Несколько позднее Анна писала об отце, что «его горе, все увеличиваясь, переходило в отчаянье, которое было ««доступно утешениям религией… Я не могла больше верить, что Бог придет на помощь его душе, жизнь которой была растрачена в земной и незаконной страсти». И Анна пришла к выводу, что теперь, после смерти Елены Александровны, поэту «самому недолго осталось жить».
Это было не только ее мнение. И во многих позднейших сочинениях о поэте годы, последовавшие за его страшной потерей, рассматриваются как неотвратимое умирание, чуть ли не как затянувшаяся агония, хотя дело идет ни много, ни мало о девяти годах. Внимательное и объективное изучение жизни Тютчева в эту последнюю пору убеждает, что такое представление ложно. Конечно, это был эпилог его жизненной драмы, но эпилог по-своему не менее содержательный, не менее значительный, чем предшествующая судьба поэта.
Как это ни удивительно, даже в первый год после кончины Елены Александровны Тютчев, при всем своем безграничном отчаянии, продолжал мыслить, творить, действовать.
И можно утверждать, что Тютчева спасла от отчаяния его вера в Россию, вера, побуждавшая его к деятельности.
В конце ноября – начале декабря 1864 года Тютчев написал в Ницце полные безнадежного отчаянья стихи:
Поэт посылает эти стихи Георгиевскому для опубликования в журнале «Русский вестник». А двумя днями ранее он пишет ему же: «Одно только присуще и неотступно, это чувство беспредельной, бесконечной, удушающей пустоты». Однако в том же самом письме, продолженном Тютчевым на следующий день, 12 декабря, он утверждает, что «одна только деятельность могла бы спасти меня – деятельность живая, серьезная, не произвольная…». И тут же со всей ясностью говорит, какую деятельность он имеет в виду. Тютчев пишет, что можно действовать лишь при условии, если слышишь, как «осязательно бьется пульс исторической жизни России».
Он утверждает – быть может, отчасти перенося на других людей то, что со всей остротой испытывает сам: «Странные явления встречаешь теперь между русскими за границею, как бы в смысле реакции противу общего стремления, – это сильнейшая, в небывалых размерах развивающаяся тоска по России при первом столкновении с нерусским миром». И далее говорится о сегодняшней России, – как она воспринимается издали: «То, чему доселе приписывали одну материальную силу, оказывается чем-то живым, органическим, мыслящею нравственною силою. Гора не только тронулась с места, но и пошла, и идет, как человек».

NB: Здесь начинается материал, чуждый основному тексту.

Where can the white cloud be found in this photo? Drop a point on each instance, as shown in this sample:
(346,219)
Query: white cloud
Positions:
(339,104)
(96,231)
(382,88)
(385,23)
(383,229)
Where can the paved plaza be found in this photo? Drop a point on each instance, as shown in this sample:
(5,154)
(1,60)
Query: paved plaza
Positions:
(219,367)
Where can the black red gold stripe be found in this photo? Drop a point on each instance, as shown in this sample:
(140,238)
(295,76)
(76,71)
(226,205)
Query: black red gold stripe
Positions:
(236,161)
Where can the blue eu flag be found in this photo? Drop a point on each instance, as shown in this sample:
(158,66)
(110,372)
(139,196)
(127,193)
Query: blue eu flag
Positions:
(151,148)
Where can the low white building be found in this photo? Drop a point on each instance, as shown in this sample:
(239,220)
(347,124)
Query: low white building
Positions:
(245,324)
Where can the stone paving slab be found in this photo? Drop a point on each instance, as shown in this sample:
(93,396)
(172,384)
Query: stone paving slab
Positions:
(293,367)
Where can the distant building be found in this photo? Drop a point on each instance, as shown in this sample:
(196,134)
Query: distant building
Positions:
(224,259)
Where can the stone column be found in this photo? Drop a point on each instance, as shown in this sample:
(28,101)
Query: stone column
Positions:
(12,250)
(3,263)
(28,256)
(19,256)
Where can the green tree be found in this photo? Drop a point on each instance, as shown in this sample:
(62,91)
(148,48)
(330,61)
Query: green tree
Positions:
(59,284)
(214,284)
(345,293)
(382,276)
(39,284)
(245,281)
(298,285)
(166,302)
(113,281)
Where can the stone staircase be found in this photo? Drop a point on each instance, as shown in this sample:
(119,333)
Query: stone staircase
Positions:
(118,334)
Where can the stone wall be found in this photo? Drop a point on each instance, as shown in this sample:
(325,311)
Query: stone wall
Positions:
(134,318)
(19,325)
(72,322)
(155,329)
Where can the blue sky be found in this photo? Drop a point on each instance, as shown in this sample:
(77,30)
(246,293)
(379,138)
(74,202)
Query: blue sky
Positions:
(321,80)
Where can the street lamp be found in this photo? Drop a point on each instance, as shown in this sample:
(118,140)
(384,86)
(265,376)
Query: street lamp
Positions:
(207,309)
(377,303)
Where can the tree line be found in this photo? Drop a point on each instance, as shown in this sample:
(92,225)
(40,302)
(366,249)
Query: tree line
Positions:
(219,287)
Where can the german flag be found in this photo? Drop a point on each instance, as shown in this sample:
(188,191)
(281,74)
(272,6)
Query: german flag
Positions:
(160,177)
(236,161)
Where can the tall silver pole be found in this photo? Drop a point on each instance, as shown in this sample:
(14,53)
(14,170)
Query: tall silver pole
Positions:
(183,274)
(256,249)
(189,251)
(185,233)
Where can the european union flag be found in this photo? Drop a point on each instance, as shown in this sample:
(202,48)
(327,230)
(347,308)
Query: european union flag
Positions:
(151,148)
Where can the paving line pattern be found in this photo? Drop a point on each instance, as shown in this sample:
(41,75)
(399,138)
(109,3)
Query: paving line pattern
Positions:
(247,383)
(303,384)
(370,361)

Тютчев дает здесь чрезвычайно верную оценку тогдашнего духовного движения в России; достаточно напомнить, что именно в тот момент, в середине 1860-х годов, начался высший расцвет творчества Толстого (в 1863 он приступил к созданию «Войны и мира») и Достоевского (в 1865-м начато «Преступление и наказание»). Разумеется, Тютчев не имел в виду эти творения как таковые, он писал о состоянии русской духовной культуры в целом; но явление «Войны и мира» и «Преступления и наказания» осязаемо подтвердило точность его видения современной России.
Через два года с небольшим, 16 февраля 1867 года, Эрнестина Федоровна напишет своему брату Карлу, который советовал ей уговорить Тютчева получить назначение яа дипломатический пост за границей: «Мой муж не может больше жить вне России; величайший интерес его ума и величайшая страсть его души – это следить день за днем, как развертывается духовная работа на его родине, и эта работа действительно такова, что может поглотить всецело…»

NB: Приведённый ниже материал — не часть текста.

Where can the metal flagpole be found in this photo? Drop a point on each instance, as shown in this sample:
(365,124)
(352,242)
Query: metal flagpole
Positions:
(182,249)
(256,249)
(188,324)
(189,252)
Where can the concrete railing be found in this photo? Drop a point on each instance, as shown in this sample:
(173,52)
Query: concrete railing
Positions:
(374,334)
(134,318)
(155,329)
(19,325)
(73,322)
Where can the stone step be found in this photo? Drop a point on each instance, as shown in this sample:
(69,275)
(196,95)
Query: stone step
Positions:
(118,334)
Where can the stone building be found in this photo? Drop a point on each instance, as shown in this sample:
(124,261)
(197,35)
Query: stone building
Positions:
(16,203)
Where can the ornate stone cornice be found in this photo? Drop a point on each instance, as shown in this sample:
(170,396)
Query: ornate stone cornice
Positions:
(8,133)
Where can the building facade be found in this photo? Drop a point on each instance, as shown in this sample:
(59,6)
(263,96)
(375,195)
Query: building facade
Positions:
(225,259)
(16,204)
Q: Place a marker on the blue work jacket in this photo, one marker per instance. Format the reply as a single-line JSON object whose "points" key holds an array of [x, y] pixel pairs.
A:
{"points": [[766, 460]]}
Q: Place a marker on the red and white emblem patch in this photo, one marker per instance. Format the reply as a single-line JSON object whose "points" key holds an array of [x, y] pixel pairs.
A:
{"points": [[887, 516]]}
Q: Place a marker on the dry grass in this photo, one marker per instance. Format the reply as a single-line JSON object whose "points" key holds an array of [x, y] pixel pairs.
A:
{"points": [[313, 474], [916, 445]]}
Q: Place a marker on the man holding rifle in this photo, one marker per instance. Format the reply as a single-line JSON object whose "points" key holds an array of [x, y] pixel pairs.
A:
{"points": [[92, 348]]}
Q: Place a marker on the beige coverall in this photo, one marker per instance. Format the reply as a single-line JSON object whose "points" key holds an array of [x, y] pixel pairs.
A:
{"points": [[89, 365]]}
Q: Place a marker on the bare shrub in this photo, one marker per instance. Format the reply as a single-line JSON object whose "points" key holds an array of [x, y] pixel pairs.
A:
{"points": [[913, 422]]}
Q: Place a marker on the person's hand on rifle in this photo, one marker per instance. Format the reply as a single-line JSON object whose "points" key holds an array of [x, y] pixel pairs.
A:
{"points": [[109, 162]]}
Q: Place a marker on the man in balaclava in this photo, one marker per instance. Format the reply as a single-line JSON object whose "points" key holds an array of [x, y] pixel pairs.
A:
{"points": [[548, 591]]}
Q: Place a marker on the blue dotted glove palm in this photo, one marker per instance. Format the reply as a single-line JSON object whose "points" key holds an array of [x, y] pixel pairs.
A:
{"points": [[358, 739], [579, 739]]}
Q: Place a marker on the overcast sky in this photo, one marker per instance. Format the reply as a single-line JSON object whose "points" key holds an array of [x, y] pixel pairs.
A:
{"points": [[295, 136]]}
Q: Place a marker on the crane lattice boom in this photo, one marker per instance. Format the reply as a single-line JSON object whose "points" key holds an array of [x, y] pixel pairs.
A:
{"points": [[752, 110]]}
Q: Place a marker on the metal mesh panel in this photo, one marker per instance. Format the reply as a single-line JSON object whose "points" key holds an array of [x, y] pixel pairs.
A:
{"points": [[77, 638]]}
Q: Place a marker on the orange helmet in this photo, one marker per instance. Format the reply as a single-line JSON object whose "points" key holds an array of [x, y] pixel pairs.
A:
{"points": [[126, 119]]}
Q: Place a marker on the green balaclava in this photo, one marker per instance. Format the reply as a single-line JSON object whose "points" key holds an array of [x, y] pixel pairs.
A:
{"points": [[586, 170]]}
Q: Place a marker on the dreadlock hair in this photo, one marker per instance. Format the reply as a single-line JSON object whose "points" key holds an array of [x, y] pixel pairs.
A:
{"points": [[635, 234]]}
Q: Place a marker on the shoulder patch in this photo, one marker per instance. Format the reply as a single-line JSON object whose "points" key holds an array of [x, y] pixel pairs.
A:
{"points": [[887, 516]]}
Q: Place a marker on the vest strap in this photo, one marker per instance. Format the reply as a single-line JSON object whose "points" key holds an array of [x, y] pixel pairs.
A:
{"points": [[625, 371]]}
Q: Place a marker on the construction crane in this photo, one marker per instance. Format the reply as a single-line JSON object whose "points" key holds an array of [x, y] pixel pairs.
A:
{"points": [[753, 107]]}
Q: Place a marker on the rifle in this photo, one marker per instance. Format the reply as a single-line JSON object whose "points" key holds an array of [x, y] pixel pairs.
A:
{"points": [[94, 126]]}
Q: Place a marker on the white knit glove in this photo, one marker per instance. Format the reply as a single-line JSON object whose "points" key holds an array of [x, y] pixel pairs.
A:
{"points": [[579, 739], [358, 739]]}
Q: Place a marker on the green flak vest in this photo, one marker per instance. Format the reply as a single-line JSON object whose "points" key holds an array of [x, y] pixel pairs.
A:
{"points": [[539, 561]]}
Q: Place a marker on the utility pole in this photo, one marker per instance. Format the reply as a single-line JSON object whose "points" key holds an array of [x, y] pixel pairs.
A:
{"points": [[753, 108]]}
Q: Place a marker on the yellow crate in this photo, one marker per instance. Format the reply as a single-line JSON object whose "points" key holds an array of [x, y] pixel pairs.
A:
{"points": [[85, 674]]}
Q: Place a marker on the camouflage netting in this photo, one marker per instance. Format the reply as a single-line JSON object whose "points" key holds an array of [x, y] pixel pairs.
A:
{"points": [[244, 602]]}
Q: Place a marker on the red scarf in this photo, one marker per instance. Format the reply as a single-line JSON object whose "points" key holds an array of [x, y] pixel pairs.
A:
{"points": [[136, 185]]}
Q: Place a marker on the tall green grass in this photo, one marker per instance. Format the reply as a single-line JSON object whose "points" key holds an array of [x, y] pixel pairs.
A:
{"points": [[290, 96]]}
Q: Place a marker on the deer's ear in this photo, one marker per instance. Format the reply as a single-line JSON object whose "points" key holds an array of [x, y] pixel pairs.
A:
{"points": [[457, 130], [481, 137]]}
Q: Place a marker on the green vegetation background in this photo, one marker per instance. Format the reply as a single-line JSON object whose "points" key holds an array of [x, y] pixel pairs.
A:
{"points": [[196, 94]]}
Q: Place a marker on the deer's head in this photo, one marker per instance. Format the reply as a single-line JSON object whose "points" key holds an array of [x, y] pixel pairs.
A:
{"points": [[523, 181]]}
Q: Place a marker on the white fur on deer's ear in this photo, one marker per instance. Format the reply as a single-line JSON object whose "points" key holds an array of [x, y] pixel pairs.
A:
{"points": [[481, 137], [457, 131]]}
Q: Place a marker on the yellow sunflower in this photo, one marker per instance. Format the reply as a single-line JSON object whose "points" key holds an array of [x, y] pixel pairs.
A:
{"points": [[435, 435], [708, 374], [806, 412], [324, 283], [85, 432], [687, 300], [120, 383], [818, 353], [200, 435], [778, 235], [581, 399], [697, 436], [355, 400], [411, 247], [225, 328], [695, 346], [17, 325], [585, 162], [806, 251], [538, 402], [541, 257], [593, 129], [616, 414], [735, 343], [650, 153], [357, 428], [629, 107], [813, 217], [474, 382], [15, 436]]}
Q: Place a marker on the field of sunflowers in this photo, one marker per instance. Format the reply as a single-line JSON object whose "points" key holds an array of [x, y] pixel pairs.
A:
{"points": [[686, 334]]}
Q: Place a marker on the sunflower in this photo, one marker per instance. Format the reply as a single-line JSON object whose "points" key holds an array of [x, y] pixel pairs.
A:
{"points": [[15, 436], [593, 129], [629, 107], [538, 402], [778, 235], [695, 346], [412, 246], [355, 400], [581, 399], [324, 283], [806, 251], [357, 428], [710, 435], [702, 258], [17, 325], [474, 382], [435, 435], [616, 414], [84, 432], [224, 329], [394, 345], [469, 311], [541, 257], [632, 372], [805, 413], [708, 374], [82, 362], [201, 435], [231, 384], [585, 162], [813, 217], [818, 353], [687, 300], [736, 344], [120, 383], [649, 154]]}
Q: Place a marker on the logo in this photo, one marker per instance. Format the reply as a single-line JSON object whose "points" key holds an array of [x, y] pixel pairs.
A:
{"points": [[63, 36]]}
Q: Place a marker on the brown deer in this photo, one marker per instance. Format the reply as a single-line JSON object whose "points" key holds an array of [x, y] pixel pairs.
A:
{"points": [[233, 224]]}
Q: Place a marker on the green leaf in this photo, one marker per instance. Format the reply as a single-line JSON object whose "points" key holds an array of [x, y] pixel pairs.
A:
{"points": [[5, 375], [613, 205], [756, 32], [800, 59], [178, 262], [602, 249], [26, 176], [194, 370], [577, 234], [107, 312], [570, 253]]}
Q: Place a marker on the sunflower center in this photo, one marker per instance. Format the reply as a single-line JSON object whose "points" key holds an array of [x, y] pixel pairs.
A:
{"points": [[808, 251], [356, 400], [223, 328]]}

Лишь сознавая все это, мы сможем верно понять Тютчева, который в своих исполненных предельного отчаяния письмах конца 1864-го – начала 1865 года не перестает горячо обсуждать политическое положение России. Так, в письме Георгиевскому от 6 октября, утверждая, что «страшной пустоты… ничто не наполнит», что его «жизнь утрачивает способность возродиться, возобновиться», Тютчев тут же с обычной страстностью говорит о внешнеполитических статьях Георгиевского, о близящейся встрече Александра II с Наполеоном III, результаты которой чрезвычайно его заботят, и он, как обычно, стремится воздействовать на находившегося тогда поблизости, в Швейцарии, Горчакова и т. д.

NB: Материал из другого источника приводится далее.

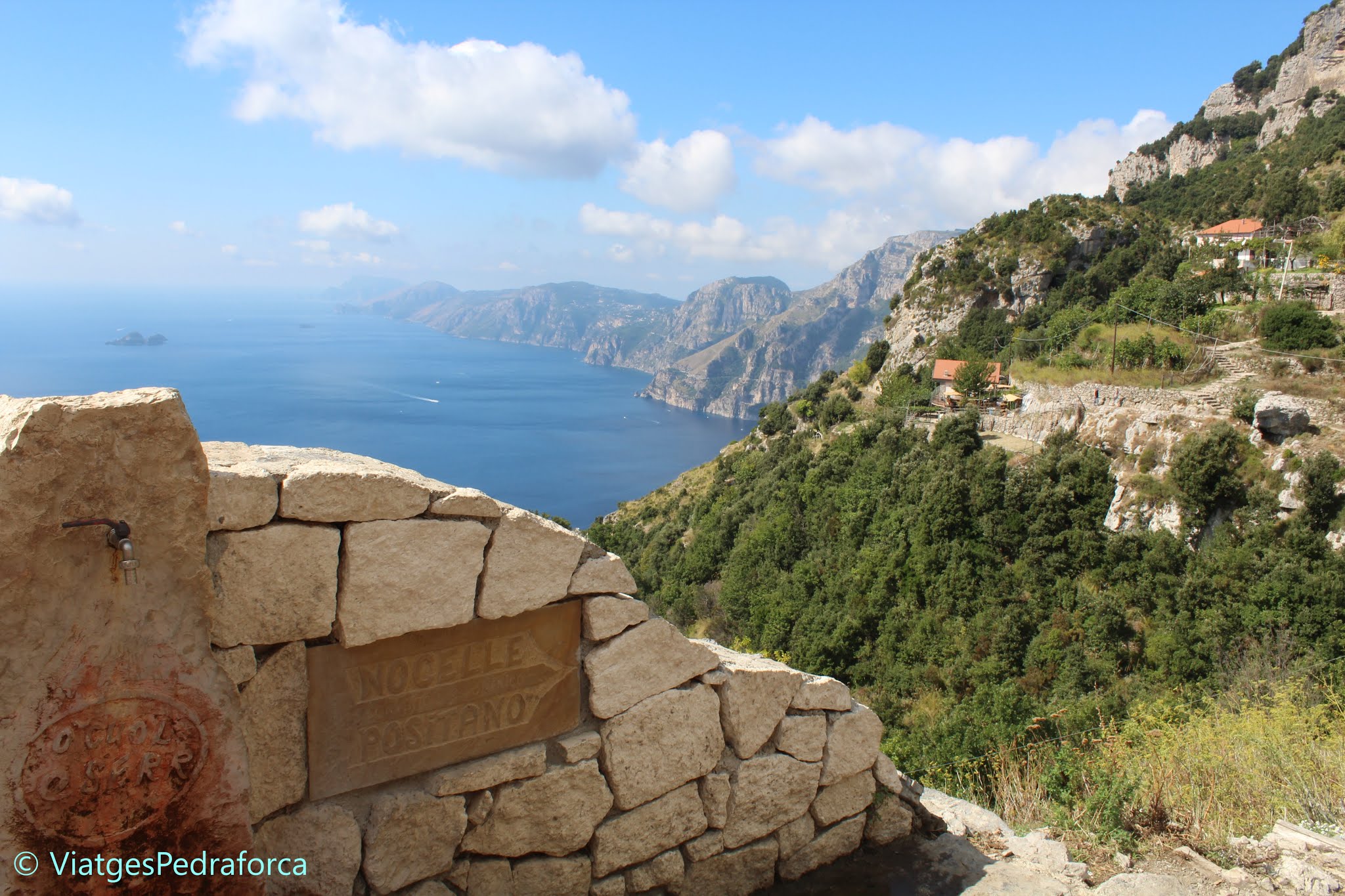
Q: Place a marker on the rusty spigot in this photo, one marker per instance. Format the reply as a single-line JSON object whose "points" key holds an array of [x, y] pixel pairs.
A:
{"points": [[119, 538]]}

Он пишет о своих надеждах на то, что в предстоящих переговорах «мы удержим за собою… всю нашу политическую самостоятельность». И уже написав это, Тютчев как бы спохватывается: «Но довольно. Мочи нет притворяться, скрепя сердце, говоря с участием о том, что утратило для меня всякое значение. Боже мой, Боже мой, все это было хорошо при ней…» – так заключает Тютчев, лишний раз свидетельствуя о причастности Елены Денисьевой к его политическим страстям.